Option A (add blocking, send a word). Implement the §39.3 blocking layer and extend the pipeline to send "Hi" (two bytes) under the toy key, splitting into blocks each below $n$, Hamming-protecting each, and reversing on receipt. Hand-derive the two ciphertext blocks and confirm the round-trip.
Option B (interleave against bursts). Add an interleaving stage between Hamming-encode and the wire: transmit the bits of several blocks in a rotated order so a 2-bit burst lands in two different blocks. Simulate a 2-bit burst by hand and show the de-interleaved blocks each suffer at most one flip, so the pipeline still recovers the message.

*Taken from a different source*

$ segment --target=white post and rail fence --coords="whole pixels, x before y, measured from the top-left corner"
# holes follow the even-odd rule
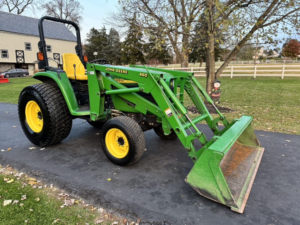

Option C (upgrade to SECDED). Swap Hamming(7,4) for Hamming(8,4) (add one overall parity bit — the §39.6 extension used in ECC memory) so the channel layer corrects single errors and detects double errors. State the new guarantee precisely, and explain what the receiver should do when it detects (but cannot correct) a double error.

Key Takeaways

Order the stages from the failure mode, not from importance. Error-correction must be outermost because the channel touches the outermost bits; encrypt-then-encode is a correctness requirement, and the reverse silently corrupts.
The new code is the glue; the power is in the Toolkit. The only fresh logic was bit-plumbing between RSA's integers and Hamming's nibbles — built as exact inverses so the seams hold.
Pipeline correctness is a composition of proven theorems. Hamming's minimum-distance bound (Ch. 38) delivers the ciphertext intact; RSA's $m^{ed}\equiv m$ (Ch. 25) recovers the plaintext. Cite each; re-derive neither.
State the exact guarantee. "The round-trip is proven correct under ≤1 flip per block" is true and defensible; "the system is secure" is not — the key is a toy. Naming that boundary is the §39.7 honesty the capstone is built to teach.